Should you combine trial users with regular customers in your standard SaaS metrics, like MRR or churn? A SaaS business owner recently asked that question.
A bit of research shows the best practice is NOT to include these users in the standard metrics. Track trial users separately, or at the very least, identify and segment them. Here are three reasons why.
Reason #1—Trial Users are Not Recurring
Seeing a growing user base for your product is great, but some perspective is needed. There is a difference between trial users and customers. Customers committed to you. They’re paying you. Trial users are trying you out, and most are paying either nothing or a discounted trial rate.
In other words, even if trial users are paying you, it’s not recurring yet unless they convert to a customer after the trial period.
Reason #2—Churn Causes are Different for Trial Users and Customers
Everyone wants to limit churn. But if a trial user doesn’t become a customer, is that churn? It’s more accurate to call that a conversion failure than churn. Consider the following questions:
- Is my product sticky? (Relates to trial conversions)
- Does my product meet a customer need? (Relates to customer churn)
It’s possible to have a Total Churn metric, but it’s a good idea to segment customers and trial users.

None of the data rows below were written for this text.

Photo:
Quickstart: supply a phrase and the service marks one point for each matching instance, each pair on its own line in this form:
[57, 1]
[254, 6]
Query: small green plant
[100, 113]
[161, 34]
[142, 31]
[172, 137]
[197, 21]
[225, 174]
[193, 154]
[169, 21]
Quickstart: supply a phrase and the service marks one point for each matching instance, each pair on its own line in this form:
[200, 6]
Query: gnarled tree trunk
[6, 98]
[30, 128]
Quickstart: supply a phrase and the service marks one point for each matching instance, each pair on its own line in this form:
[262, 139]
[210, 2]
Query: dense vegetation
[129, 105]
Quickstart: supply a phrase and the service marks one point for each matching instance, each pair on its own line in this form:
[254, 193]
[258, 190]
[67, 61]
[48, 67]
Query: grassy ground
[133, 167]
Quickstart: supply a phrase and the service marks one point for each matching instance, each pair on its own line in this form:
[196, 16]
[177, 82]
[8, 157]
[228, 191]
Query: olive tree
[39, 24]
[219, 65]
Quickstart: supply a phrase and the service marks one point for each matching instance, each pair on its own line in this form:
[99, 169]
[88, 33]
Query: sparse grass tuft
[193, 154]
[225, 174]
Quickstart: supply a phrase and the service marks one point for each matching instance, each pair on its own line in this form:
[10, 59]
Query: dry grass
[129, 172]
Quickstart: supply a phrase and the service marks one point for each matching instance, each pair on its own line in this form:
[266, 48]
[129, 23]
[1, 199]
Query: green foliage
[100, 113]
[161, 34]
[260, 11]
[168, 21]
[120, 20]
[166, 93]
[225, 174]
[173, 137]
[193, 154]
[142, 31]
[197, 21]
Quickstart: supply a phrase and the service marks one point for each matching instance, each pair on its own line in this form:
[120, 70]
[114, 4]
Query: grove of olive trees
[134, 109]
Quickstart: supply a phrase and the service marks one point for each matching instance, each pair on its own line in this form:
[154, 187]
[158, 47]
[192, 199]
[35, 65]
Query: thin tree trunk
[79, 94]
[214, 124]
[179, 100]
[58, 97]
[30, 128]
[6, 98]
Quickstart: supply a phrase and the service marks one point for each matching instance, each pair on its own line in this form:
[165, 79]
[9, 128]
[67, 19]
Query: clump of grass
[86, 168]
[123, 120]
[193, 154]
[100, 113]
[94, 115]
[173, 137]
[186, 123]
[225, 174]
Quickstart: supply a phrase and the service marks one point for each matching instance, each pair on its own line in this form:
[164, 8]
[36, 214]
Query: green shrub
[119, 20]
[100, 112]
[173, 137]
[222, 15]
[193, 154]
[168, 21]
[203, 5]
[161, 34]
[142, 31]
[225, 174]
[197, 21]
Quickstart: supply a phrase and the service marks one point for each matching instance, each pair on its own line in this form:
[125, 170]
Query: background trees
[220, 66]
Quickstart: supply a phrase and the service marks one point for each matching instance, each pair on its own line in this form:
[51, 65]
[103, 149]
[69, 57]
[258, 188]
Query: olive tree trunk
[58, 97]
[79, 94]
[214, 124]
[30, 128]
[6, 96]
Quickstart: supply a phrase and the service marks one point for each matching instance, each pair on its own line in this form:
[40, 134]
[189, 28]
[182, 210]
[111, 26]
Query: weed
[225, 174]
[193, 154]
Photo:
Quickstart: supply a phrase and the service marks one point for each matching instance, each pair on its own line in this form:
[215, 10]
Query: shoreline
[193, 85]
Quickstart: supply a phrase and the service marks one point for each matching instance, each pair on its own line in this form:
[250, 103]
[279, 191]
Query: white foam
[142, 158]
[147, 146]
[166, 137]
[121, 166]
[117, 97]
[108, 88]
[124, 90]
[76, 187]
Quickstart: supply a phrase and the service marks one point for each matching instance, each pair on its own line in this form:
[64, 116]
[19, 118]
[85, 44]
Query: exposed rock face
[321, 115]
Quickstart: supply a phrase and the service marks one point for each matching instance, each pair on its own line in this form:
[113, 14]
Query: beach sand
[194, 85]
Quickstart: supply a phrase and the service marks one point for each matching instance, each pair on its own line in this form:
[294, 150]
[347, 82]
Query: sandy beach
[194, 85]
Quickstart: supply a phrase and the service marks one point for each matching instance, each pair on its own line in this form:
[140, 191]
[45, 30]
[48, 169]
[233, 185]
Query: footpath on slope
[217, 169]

Reason #3—More Accurate Financial Metrics
Imagine your next meeting with stakeholders. They’ll probably want to know specifics around new bookings, MRR, churn, trial users, etc. Segmentation gives increased insight into the current performance of the business.
Trend and variance analysis is more useful if trial users and customers are not combined. Also, segmentation allows more thorough answers to questions.
For instance, think about how it might look if you are asked if trial users are included in the metrics… and you don’t know!